A Place at the Table
Two recent incidents, one inadvertent, one intentional, highlighted for me the gap between Boston’s entrenched mainstream politicians and the citizens they serve.
The phrase “a seat at the table” has come to symbolize for the disenfranchised the chance for equal opportunity, the chance for equal say, the chance to be heard. It is a non-threatening phrase which doesn’t seek to gain control, but just to participate in the decisions that affect everyone’s lives.
About a month ago I was at the first City of Boston budget hearing where the Mayor’s finance team was presenting its numbers to the City Council. The large oval table in the Curley room at Boston City Hall filled up with an all white crowd of city councilors and the Mayor’s people. But Councilors Chuck Turner and Sam Yoon sat a few feet behind the table, not part of the camaraderie. Of course, Councilors Turner and Yoon could have sat at the table if they so choose, but the symbolism of the scene was unmistakable.
More recently I became aware that the Boston City Council just tripled the signature requirements to 1500 for persons trying to get on the ballot for Boston City Council at large. As someone who ran a serious campaign for that seat and who struggled to get 500 signatures, I know how daunting that task can be. In New York City, by contrast, five and a half times fewer signatures (by population) are required to run for Mayor. If New York City had the same ratios as Boston, you would need 41,000 signatures to get on the ballot. In New Orleans, you can collect signatures or just pay a modest fee. Councilor Steven Murphy who sponsored the legislation to increase the number of signatures required explained in a recent letter to an editor that elections are expensive and that only serious candidates should be allowed in.
This type of exclusionary maneuver by insiders is what turns people away from politics. It can keep serious candidates with fresh ideas and energy, white or minority, from getting involved. It is part of the reason why Foreign Policy magazine in its 2008 Global Cities Index of the top 80 cities in the world ranked Boston 50th in Political Engagement behind such hotbeds of democracy as Cairo and Caracas.

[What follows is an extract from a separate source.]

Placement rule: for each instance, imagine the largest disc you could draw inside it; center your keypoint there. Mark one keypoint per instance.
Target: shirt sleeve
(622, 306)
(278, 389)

Interestingly, only white City Councilors voted for this petition, and all the minority City Councilors voted against it. I was disappointed to find that the Mayor, the legislature and especially Governor Deval Patrick approved it. The Bostonians that I meet and talk with every day want more openness, more ideas, and more people involved, not fewer.
Another exclusionary tactic is that citizens can only sign for one Mayoral or District Council candidate, and only four of the many at large City Council candidates. In other words, even if a citizen has not made a decision on their final vote but simply supports a candidate’s right to be on the ballot, their signature can only be counted for a single candidate per contest. This turns the signature process into a race between candidates trying to get their signatures in ahead of others. Needless to say, such a system strongly favors the Mayor and incumbents. As reporters and former Mayoral candidate Maura Hennigan have told me, City Hall becomes a ghost town on the first day of signature gathering as city employees who work for these elected politicians “choose” to take the day off and collect signatures.
We need to expand our field of candidates and to encourage people to run for office and to get involved in the political process. We need to reduce the barriers to candidate participation. If saving money on elections is the goal, we should change our election cycle to be in line with State and Federal elections. The Mayor’s race should coincide with the Presidential elections, which would more than double the amount of voters involved in the election and halve the cost of elections in Boston. We also need to reduce the number of signatures needed to gain access to the ballot. That is progressive legislation that I will introduce, that everyone who cares about democracy can get behind. Let’s work to make sure that not only everyone has a seat at the table, but that they feel welcome as well.